Avec un programme de trois pièces, écrites pas Heiner Goebbels, Bernhard Lang et Wolfgang Mitterer, Keravec voulait nous éloigner de l’image traditionnelle de la cornemuse, associée aux musiques folkloriques, tout en explorant les possibilités dudit instrument à travers un dialogue avec les voix (représentées par le collectif Les Cris de Paris, avec vingt-quatre chanteurs), la percussion et la musique électronique. Pour la première pièce, « No. 20/58 » pour cornemuse et bande, de Goebbels, les voix étaient absentes et la scène vide et dans la pénombre pendant presque une dizaine de minutes. Envisagée comme un « chemin de croix » musical par le compositeur, la création de Goebbels se voulait une pièce en déambulation. Le public entendait de loin le son répétitif et par moments lassant de la cornemuse, scandé par des sonorités aux accents marins. Keravec avançait lentement, à travers les gradins, pour finalement arriver sur le plateau et s’y installer définitivement. Le début du concert nous posait déjà les premiers défis auxquels nous devrions faire face par la suite : les sonorités inharmoniques, les patrons réitératifs, le timbre argentin de la cornemuse.

Dans les deux pièces suivantes, « Hermetika VIII », de Lang, et « Slow Motion_x », de Mitterer, les vingt-quatre chanteurs et leur directeur d’orchestre Geoffroy Jourdain ont fait leur entrée sur scène, ce qui a été salué avec soulagement par le public. Keravec était aussi plus présent, cette fois-ci au milieu de la scène, au fond du plateau et face à Jourdain. Maîtres de leurs instruments, Keravec, Jourdain et le chœur mettaient en évidence les autres protagonistes de ce concert : les corps.

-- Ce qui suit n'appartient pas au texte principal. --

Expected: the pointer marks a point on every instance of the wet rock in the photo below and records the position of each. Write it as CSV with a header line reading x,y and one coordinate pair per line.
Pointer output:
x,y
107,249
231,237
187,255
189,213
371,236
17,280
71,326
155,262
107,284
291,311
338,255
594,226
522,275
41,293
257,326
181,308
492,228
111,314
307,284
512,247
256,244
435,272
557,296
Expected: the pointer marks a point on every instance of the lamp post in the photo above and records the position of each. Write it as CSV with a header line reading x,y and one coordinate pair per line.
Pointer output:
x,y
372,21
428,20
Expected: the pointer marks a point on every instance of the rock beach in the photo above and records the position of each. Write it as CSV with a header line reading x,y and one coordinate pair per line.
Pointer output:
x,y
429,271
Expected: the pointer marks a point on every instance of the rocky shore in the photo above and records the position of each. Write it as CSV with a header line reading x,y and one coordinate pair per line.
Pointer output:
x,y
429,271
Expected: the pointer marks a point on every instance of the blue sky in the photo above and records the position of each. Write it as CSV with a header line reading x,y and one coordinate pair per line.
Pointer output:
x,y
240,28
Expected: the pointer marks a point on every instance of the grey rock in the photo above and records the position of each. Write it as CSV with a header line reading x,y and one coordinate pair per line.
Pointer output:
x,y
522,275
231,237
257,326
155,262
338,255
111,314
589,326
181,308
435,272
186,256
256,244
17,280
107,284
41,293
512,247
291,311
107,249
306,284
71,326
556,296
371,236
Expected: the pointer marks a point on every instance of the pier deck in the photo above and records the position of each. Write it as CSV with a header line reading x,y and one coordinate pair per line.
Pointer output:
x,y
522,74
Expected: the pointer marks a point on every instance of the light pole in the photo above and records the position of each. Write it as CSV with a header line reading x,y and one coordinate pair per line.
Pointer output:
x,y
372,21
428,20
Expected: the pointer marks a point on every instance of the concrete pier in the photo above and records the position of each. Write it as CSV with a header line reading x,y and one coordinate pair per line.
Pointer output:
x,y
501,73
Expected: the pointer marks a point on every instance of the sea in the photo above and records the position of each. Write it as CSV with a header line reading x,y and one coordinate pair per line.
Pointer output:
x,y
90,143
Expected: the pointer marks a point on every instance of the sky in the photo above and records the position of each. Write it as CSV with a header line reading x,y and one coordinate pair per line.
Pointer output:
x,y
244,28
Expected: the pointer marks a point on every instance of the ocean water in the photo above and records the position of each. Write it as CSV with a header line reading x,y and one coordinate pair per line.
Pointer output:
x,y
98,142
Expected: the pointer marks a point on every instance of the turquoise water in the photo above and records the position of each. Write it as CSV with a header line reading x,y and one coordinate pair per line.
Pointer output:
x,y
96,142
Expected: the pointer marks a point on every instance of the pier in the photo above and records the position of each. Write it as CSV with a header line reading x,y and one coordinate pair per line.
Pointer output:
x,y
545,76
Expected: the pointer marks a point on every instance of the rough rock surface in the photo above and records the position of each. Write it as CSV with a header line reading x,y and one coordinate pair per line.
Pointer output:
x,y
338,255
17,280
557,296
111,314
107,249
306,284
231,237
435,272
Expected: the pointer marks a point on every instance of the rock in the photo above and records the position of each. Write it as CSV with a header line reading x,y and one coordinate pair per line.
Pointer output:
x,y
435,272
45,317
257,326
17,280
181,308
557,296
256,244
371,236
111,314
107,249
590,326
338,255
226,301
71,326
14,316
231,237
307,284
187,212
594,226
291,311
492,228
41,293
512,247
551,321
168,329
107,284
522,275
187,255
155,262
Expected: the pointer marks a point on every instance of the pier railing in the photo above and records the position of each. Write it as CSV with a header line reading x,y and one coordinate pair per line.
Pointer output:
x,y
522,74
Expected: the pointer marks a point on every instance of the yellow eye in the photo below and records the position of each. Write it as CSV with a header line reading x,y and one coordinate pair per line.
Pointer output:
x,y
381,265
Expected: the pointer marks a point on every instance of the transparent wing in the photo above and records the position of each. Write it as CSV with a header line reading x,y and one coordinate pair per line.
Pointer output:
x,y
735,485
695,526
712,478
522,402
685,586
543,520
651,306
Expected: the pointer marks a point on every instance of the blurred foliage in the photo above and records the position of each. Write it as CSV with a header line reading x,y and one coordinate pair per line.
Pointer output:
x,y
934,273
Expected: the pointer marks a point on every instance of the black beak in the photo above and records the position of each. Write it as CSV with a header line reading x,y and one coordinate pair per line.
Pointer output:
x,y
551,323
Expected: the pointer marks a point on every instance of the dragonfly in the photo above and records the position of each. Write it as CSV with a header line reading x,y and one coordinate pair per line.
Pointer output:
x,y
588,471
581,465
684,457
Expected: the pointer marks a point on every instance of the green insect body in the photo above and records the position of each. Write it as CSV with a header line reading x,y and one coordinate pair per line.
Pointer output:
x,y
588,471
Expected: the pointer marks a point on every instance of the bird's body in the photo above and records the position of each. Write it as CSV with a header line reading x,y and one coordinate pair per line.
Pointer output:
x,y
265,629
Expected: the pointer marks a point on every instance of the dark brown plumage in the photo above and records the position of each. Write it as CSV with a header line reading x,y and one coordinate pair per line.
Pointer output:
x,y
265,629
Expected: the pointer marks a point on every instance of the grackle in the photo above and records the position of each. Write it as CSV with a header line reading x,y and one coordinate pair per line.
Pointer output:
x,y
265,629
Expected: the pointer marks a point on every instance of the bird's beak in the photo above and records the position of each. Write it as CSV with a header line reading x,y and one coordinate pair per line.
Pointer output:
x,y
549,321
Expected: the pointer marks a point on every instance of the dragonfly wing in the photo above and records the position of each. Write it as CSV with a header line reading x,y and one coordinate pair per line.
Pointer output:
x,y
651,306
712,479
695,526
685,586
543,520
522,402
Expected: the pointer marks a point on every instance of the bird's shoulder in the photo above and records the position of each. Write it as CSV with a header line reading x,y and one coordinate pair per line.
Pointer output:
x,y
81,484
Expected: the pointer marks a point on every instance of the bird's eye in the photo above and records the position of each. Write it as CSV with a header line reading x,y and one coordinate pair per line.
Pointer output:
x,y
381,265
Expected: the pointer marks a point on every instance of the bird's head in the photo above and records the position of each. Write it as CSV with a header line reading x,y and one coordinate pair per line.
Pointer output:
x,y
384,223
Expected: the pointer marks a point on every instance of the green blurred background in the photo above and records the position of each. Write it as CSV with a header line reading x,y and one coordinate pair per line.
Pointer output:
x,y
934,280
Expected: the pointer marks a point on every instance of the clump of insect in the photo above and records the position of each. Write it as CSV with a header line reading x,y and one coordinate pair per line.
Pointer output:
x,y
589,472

Chaque parole chantée, chuchotée, criée, était accompagnée de mouvements uniques, qui voulaient participer eux aussi au concert. Pourtant, la présence sonore et visuelle de la cornemuse était parfois écrasante, et ce dialogue recherché avec les voix des interprètes semblait très souvent raté.

Après une heure de concert, nous, les spectateurs, interrogions le succès d’un tel exercice, sans perdre de vue sa validité. Les voix et les sons nous bouleversaient, provoquant des émotions paradoxales. Jamais une expérience musicale n’a suscité autant de contradictions, pendant et après son déroulement. Comment peut-on vivre cette expérience, intense, surprenante et poignante ? Seul le mot « crise » vient à l’esprit, une crise menée par les voix et les sonorités d’une cornemuse.